ML Model Production Deployment Checklist

Production deployment is the first step to getting trained ML models out of the lab and running at scale.

ML Model Production Deployment Checklist

Today I’d like to introduce you to a piece of technology that revolutionized aviation. It’s contributed to a reduction in accidents and fatalities, it’s easy to build, easy to use, yet, surprisingly, has only been around since the mid-1930s. I’m talking about checklists!

Before we dive in- the checklist itself is available onGitHub. If you’re in the business of building, running, or using ML models, consider subscribing to our YouTube channel where we post regular videos about working with ML in the wild.

Now let’s get back to the humble checklist. So where did it come from? In 1935 the Boeing Model 299 was undergoing a flight test when one of the flight controls, something called a gust lock was accidentally left engaged, resulting in the plane’s crash and the deaths of two pilots. Instead of cancelling the program, the US Army Air Corps responded by created the first known checklist, meant to help new pilots avoid similarly costly errors. This plane was eventually adopted into service as the B-17 bomber, used heavily during WWII.

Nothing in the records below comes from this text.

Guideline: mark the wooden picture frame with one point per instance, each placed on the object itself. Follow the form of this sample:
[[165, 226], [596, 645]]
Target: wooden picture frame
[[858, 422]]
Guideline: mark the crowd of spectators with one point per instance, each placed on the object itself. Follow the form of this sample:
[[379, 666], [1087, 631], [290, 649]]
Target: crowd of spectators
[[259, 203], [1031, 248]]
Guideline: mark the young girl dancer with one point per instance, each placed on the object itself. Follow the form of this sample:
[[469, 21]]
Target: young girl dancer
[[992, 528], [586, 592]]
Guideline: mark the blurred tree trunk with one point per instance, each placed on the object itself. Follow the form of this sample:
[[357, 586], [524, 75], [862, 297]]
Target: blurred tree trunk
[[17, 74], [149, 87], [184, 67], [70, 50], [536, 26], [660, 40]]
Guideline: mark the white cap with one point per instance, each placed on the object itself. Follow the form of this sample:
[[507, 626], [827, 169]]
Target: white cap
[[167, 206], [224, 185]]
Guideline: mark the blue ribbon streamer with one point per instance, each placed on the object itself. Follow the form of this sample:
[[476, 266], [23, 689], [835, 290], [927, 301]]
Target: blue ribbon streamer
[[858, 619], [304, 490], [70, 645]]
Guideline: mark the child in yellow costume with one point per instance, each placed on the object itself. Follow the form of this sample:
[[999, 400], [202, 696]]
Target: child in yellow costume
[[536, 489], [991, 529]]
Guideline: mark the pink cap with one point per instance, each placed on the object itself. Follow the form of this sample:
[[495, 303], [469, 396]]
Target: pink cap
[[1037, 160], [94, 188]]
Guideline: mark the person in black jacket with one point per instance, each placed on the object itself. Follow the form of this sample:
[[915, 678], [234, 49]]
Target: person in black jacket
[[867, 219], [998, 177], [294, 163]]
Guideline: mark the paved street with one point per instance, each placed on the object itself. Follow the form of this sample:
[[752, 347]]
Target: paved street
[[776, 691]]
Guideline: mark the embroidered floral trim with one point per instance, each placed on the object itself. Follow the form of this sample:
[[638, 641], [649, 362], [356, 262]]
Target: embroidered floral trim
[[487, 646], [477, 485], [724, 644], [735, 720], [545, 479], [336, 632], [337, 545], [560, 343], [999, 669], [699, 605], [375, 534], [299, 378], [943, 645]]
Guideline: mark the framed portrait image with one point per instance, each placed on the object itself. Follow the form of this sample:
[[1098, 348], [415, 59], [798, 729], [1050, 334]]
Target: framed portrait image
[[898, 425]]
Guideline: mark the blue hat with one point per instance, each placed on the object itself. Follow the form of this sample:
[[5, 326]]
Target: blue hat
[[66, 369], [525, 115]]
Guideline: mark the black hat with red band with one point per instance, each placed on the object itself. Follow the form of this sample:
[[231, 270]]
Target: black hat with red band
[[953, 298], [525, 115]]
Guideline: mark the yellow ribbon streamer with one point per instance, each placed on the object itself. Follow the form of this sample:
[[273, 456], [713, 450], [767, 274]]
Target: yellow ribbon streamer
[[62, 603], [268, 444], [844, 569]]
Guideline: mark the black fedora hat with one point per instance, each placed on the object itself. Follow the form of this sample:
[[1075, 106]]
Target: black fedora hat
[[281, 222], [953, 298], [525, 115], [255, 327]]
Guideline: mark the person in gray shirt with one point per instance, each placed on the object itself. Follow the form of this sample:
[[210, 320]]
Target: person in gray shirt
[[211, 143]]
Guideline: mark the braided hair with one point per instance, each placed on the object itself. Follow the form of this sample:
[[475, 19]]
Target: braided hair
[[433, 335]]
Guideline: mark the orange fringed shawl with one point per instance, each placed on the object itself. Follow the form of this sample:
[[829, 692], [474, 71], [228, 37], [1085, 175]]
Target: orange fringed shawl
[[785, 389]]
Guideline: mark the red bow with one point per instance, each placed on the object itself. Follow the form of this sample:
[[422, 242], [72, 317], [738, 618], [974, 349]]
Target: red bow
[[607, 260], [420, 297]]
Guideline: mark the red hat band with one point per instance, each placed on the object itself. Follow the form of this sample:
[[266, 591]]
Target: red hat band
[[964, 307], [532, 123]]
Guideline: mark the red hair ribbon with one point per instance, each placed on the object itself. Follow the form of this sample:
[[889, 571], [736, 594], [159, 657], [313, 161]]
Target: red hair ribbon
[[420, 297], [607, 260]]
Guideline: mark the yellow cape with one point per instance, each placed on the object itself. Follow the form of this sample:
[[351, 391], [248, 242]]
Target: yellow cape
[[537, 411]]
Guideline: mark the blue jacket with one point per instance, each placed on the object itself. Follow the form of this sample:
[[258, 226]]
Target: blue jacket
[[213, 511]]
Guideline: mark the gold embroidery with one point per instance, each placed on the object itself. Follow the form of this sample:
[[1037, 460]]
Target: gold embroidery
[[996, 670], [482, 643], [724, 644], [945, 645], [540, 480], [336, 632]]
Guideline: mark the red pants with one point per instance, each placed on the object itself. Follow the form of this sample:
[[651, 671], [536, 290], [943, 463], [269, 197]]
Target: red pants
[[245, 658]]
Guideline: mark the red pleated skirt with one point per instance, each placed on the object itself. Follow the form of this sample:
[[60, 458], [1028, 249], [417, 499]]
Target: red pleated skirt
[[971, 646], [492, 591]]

It's worth noting that aviation checklist use was particularly important in take-off, approach and landing. ‘Although these segments comprise only 27% of average flight duration, they account for 76% of accidents.’

So the idea for today is to try and apply this philosophy and build a production ML checklist from first principles that minimizes the risks inherent in deploying a new model to production with the least amount of effort possible. You can use this approach to build your own checklist, or you can use the one we’ve put together on GitHub.

What makes for a good checklist?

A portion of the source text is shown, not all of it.